Für Thomas Schmitz war es die Geburt seiner Tochter, die ihn veranlasst hat, sich die Sinnfrage im Job zu stellen. Die Überlegung „Was mache ich hier eigentlich?“ brachte ihn schließlich dazu, sich nach der Arbeit in Designbüros für Möbel und Accessoires beim Bergsportausrüster Vaude zu bewerben, einem mehrfach ausgezeichneten nachhaltigen Unternehmen. Dort designt er nun Rucksäcke für Berg- und Bikesport. „Wichtig ist, dass die Materialien nachhaltig produziert sind, Entwürfe zeitlos sind und der Rucksack gut reparierbar ist, was die Nutzungsdauer erhöht und damit die Wegwerfquote minimiert“, sagt Schmitz. „Es macht einfach wahnsinnig Spaß, sein Können für so etwas Sinnvolles einzubringen.“ Neben der Vereinbarkeit von Beruf und Familie war der Fokus des Unternehmens auf Nachhaltigkeit ein wichtiger Punkt, der Schmitz überzeugt hat.

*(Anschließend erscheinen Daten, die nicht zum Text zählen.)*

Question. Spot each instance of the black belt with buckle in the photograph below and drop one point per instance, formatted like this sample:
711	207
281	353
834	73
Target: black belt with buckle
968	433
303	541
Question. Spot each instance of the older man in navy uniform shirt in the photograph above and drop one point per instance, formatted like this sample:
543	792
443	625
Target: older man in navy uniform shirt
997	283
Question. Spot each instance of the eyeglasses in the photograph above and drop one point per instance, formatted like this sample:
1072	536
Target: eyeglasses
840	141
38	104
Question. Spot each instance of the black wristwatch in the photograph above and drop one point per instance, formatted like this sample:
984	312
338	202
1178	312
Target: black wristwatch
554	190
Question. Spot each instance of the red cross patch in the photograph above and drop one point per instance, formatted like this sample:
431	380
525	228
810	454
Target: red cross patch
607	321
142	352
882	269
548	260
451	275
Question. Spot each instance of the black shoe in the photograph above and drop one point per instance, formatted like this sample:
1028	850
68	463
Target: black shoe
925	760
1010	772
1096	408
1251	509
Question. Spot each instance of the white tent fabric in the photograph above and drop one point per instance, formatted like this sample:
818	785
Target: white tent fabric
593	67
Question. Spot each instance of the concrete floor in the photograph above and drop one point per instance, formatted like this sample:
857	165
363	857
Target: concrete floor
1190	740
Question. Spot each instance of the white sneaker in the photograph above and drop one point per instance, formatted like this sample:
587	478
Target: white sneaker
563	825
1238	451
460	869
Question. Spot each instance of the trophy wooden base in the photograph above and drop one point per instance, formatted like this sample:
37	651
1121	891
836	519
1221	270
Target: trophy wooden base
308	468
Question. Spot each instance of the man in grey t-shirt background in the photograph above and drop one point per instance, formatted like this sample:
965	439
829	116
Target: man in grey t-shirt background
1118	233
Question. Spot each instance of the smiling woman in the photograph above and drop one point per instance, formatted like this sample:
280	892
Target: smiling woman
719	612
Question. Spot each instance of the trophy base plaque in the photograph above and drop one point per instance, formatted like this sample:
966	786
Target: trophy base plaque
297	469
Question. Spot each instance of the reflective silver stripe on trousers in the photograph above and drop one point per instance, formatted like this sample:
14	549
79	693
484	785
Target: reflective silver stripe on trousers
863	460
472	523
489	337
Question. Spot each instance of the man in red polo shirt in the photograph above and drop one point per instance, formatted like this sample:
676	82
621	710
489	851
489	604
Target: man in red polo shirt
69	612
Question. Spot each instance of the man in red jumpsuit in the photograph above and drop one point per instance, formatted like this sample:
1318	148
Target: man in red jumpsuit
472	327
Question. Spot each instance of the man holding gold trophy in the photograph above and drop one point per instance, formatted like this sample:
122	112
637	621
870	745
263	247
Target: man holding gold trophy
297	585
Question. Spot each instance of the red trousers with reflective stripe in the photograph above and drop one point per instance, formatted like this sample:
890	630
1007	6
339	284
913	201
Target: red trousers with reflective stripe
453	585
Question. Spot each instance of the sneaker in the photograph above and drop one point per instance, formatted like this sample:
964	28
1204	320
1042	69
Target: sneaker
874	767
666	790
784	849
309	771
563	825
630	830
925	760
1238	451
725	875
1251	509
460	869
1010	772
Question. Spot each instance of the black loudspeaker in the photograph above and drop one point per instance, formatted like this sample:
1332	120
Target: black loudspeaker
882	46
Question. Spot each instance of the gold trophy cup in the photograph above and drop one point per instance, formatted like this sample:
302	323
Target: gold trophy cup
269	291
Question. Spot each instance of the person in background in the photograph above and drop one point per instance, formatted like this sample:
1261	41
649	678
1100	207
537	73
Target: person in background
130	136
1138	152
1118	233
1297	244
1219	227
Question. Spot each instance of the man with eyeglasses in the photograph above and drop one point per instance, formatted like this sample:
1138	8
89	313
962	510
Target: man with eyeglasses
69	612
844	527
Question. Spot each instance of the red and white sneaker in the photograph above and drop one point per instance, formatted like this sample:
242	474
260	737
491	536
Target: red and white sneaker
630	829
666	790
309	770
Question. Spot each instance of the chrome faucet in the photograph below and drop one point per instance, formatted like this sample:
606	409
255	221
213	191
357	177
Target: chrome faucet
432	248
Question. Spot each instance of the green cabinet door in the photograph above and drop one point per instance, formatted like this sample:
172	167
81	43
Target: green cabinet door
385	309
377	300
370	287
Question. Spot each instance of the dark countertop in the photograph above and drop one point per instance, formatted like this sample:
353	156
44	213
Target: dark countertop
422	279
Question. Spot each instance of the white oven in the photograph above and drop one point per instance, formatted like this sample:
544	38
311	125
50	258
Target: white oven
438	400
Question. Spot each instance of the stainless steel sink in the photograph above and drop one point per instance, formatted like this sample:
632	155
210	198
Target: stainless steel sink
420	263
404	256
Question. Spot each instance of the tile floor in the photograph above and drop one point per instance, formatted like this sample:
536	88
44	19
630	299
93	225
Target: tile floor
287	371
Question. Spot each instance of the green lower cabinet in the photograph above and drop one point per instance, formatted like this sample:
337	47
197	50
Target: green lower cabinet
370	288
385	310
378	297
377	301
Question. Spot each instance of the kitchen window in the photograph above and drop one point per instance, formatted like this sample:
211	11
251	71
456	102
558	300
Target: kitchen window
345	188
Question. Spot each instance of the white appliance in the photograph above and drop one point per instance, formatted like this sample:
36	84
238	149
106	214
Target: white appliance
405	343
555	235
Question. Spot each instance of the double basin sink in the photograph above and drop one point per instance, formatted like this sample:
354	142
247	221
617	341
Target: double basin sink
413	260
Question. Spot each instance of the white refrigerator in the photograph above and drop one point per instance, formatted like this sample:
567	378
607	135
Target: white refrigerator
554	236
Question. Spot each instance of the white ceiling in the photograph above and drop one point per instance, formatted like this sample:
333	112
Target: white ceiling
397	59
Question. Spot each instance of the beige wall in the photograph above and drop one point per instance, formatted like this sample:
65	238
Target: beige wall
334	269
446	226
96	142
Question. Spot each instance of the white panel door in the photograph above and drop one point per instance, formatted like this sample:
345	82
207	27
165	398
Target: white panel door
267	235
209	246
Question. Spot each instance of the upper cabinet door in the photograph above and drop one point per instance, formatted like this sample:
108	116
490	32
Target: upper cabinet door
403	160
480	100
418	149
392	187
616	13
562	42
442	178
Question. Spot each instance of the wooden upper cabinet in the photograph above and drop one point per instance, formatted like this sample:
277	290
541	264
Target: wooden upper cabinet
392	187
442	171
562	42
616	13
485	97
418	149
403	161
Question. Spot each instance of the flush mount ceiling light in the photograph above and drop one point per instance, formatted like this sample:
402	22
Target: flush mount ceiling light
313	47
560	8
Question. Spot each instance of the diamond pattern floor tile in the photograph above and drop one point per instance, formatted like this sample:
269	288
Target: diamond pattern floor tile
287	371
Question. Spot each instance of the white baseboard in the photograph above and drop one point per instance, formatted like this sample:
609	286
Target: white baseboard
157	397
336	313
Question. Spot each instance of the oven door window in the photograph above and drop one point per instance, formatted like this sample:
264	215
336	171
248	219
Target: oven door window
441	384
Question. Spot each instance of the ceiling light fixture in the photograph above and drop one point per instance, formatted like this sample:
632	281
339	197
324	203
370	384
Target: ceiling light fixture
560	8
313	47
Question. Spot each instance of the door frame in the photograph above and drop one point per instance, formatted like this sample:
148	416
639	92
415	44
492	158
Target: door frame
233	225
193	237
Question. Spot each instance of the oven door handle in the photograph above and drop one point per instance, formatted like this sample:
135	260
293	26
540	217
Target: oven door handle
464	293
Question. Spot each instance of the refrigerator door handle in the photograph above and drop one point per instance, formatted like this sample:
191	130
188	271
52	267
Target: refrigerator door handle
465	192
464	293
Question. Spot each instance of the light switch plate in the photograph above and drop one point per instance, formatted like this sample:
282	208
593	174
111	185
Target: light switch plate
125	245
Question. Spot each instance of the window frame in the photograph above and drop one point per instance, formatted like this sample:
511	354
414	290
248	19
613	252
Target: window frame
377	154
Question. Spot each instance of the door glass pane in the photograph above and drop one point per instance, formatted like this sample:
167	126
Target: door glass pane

Er ist der Meinung: „Man muss sich heute schon beide Augen und Ohren zuhalten, um an dem Thema vorbeizuarbeiten.“
Der Meinung ist auch Krischan Ostenrath. Er glaubt, dass in der jungen Generation ein großes Interesse für einen nachhaltigen Lebensstil vorhanden ist. Aber nicht bei allen läuft es wie bei Schmitz: „Die Übersetzung in die Frage: "Kann ich das auch beruflich machen?" funktioniert oft nicht“, sagt Ostenrath. Deshalb hat der Arbeitsmarktexperte des „Wissenschaftsladen Bonn“ zusammen mit dem Bundesverband UnternehmensGrün e.V. und der Zeitbild Stiftung das erste bundesweite Portal zur Berufsorientierung und Vernetzung im Bereich ökologisches Arbeiten ins Leben gerufen, das Netzwerk Grüne Arbeitswelt Es soll Jugendlichen nachhaltige Jobs aufzeigen. „Immer noch wollen viele KFZ-Mechaniker oder Friseurin werden und wer doch auf die Idee kommt, findet keine gebündelten Informationen“, erklärt Ostenrath. Neben Unterrichtseinheiten finden sich auf der Webseite nachhaltige Firmen, Beispielvideos von Menschen, die ihren Job in der grünen Wirtschaft erklären oder Informationsveranstaltungen. Krischan Ostenrath sagt: „Wir werden die gesteckten Klimaschutzziele sowieso schon schwer erreichen, aber wir werden sie auf keinen Fall erreichen, wenn wir keine gut ausgebildeten Leute in diesem Bereich haben.“
Dafür müsse man jungen Menschen vor allem die Berührungsängste nehmen und mit dem Vorurteil aufräumen, dass man für eine Bewerbung bereits bestehendes Engagement im grünen und nachhaltigen Bereich vorweisen muss: „Es geht dort in erster Linie um die Dinge, die man handwerklich kann. Die überwältigende Mehrheit hat gar keinen grünen Hintergrund, sondern will einfach einen Job mit Sinn“, sagt Ostenrath. „Man kann sich ja nicht bei Greenpeace bewerben und sagen, ich wollte schon immer Wale retten, sondern man sollte einen Bootsführerschein besitzen. Das gelernte Handwerk ist wichtiger als die grüne Seele. Schließlich sind das auch Unternehmen, die wirtschaftlich arbeiten müssen – und die Geschäfte laufen nicht gut, wenn man nur Überzeugungstäter hat.“
Diese Meinung vertritt auch der Projektpartner UnternehmensGrün e.V., der Bundesverband der grünen Wirtschaft mit 300 Mitgliedsunternehmen. „Grüne Jobs bekannter zu machen, ist für nachhaltige Unternehmen enorm wichtig, denn auch sie erleben einen Fachkräftemangel“, sagt Geschäftsführerin Katharina Reuter. Deshalb trägt der Verband das Projekt in die Wirtschaft, organisiert Vernetzungsworkshops und Exkursionen für Schulgruppen. „Viele in der klassischen Wirtschaft suchen einen Job mit Sinn: Aber es ist einfach nicht präsent, dass das zum Beispiel auch als Banker geht – und man sich bei der nachhaltigen Bank GLS bewerben könnte“, sagt Reuter.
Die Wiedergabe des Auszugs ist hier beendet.